スクラッチとは、CMP工程でウェハ表面に生じる線状の傷です。長さは数μmから数百μm、深さは数nmから数十nmに及び、金属配線層で発生すれば断線やショートを、絶縁膜で発生すれば後続の金属埋め込みによるリークを引き起こすため、CMP固有の致命欠陥として管理されます。
主な原因は異常粒子です。スラリー中の砥粒が凝集して大きな塊になる、パッドやリテーナリングの摩耗片が混入する、前工程の残渣が持ち込まれる、あるいは研磨屑が再凝集する。これらがウェハとパッドの間に挟まって引きずられると、そのまま線状の傷になります。ナノサイズの砥粒そのものではなく、桁違いに大きな異物が犯人であるのが典型です。
スクラッチが出やすいのは、軟らかい材料と脆い材料です。銅配線は軟らかく傷が残りやすく、low-k絶縁膜は多孔質で機械的に弱いため、圧力を上げると傷や剥離が生じます。微細化に伴って許容される傷の寸法も小さくなるため、検査装置の検出感度を上げると今度は膨大なノイズを拾うという難しさもあります。
対策は発生源ごとに分かれます。スラリーは使用直前にポイントオブユースフィルタでろ過し、凝集粒子を捕まえます。供給ラインでは低せん断のポンプを使って砥粒を壊さず運びます。パッドとリングは摩耗を監視して定期交換し、コンディショニング条件も見直します。そして研磨圧力を必要以上に上げないことが基本です。

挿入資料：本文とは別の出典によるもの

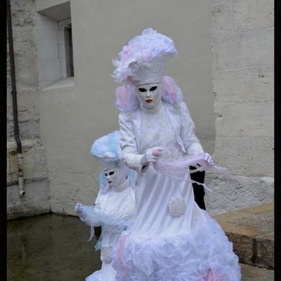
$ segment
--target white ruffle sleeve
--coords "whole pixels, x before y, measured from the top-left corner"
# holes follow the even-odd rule
[[[95,205],[99,205],[100,204],[100,193],[98,193],[94,205],[81,205],[80,207],[80,208],[81,209],[81,214],[79,214],[79,218],[87,226],[90,226],[91,227],[97,227],[100,226],[102,224],[101,221],[96,217],[95,212]]]
[[[122,158],[129,168],[142,172],[141,159],[143,155],[138,153],[133,124],[130,115],[130,112],[122,112],[119,115]]]
[[[180,107],[181,137],[183,139],[186,152],[192,155],[204,153],[204,150],[201,145],[200,141],[195,136],[195,126],[191,119],[185,103],[182,102],[180,105]]]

検出は、研磨後の表面検査装置(ダークフィールドの光学検査やeビーム検査)で行います。スクラッチは同心円状や放射状といった特徴的な形状で現れることが多く、その向きと位置から発生源を推定できます。傷は一度発生すると救済できないため、CMPでは事後検出よりも発生源の管理が重視されます。